Customer Review

Reviewed in the United States on September 15, 2020
I'm a sucker for a good horror anthology; even though by definition, anthologies can be a grab bag, a few good authors can be enough to pull me in, and if I'm lucky, I get a whole lot of other goodness to boot. That was definitely the case with Miscreations: Gods, Monstrosities, and Other Horrors, a dynamite anthology featuring works by Victor LaValle, Laird Barron, Josh Malerman, and plenty more, all writing around the broad theme of "monsters." That very broadness gives the anthology a lot more variety than many of its ilk often can manage, meaning that you never get the same idea more than once, much less the same concept or notion. Want a semi-sequel to Frankenstein written in the same rich epistolary style as the original? Check out Theodora Goss's "Frankenstein's Daughter," the collection's closer, and one that earns that position and then some with its rich followup to a classic.
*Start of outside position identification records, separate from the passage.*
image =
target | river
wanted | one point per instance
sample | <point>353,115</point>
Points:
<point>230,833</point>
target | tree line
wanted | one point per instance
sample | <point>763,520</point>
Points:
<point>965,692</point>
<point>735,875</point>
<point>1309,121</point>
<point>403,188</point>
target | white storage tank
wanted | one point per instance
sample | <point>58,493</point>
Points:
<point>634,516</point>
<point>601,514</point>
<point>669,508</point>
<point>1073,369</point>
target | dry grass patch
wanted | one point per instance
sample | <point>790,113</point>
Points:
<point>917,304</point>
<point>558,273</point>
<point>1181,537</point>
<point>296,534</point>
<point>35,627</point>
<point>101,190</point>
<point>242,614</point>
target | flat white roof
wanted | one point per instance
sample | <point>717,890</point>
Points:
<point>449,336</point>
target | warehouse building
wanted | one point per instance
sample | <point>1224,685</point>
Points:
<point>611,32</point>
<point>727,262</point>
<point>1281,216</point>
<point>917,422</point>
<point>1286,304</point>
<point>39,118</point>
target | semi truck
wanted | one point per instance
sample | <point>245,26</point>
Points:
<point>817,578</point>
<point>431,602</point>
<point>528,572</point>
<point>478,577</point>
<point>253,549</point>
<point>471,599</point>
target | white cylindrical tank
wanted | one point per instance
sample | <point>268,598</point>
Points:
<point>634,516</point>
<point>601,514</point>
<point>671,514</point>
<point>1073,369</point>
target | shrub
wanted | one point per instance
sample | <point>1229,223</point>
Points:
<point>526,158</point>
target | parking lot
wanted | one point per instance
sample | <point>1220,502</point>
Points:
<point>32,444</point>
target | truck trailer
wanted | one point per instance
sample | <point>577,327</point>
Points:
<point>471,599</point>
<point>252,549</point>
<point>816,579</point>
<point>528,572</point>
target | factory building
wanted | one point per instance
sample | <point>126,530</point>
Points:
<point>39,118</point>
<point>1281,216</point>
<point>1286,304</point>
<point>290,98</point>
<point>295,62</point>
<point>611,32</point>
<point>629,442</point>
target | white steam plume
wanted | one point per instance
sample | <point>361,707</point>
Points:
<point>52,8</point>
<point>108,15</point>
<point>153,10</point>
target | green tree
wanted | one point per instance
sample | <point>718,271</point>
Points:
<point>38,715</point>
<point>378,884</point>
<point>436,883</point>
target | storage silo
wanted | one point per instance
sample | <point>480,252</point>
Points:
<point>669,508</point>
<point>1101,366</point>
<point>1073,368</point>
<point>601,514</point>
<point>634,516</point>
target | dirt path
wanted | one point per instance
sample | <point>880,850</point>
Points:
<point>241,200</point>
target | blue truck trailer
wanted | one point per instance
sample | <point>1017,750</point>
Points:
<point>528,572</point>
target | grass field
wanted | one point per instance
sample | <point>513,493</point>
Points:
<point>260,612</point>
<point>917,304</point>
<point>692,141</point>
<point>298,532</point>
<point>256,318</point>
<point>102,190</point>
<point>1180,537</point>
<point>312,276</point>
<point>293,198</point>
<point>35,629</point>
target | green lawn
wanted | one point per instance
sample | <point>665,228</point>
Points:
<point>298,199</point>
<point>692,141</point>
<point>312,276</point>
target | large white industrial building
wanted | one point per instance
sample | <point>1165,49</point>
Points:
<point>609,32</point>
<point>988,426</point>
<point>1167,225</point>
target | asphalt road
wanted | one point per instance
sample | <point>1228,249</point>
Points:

Or there's Joanna Parypinski's "Matryoshka," a story that uses Russian nesting dolls to dive into some truly unsettling family dynamics. Michael Wehunt's "A Heart Arrhythmia Creeping into a Dark Room" feels like nothing else in the collection, opening itself up as the writer's efforts to write a story for this very collection before turning...sort of...into something else. Beyond that, there's so much more, from poems about the day everyone turned inside out (Linda D. Addison), Lisa Morton's unsettling variation on the Frankenstein trope "Imperfect Clay," or the knockouts by all of the authors who drew me into the collection in the first place, from LaValle's quietly heartbreaking "Spectral Evidence" to Barron's truly unclassifiable "Ode to Joad the Toad" to Malerman's clever, effective werewolf story "One Last Transformation." It's the rare collection without any serious misfires, and plenty of hits to go around, and that's not something you can say often. Highly recommended for any horror fans out there.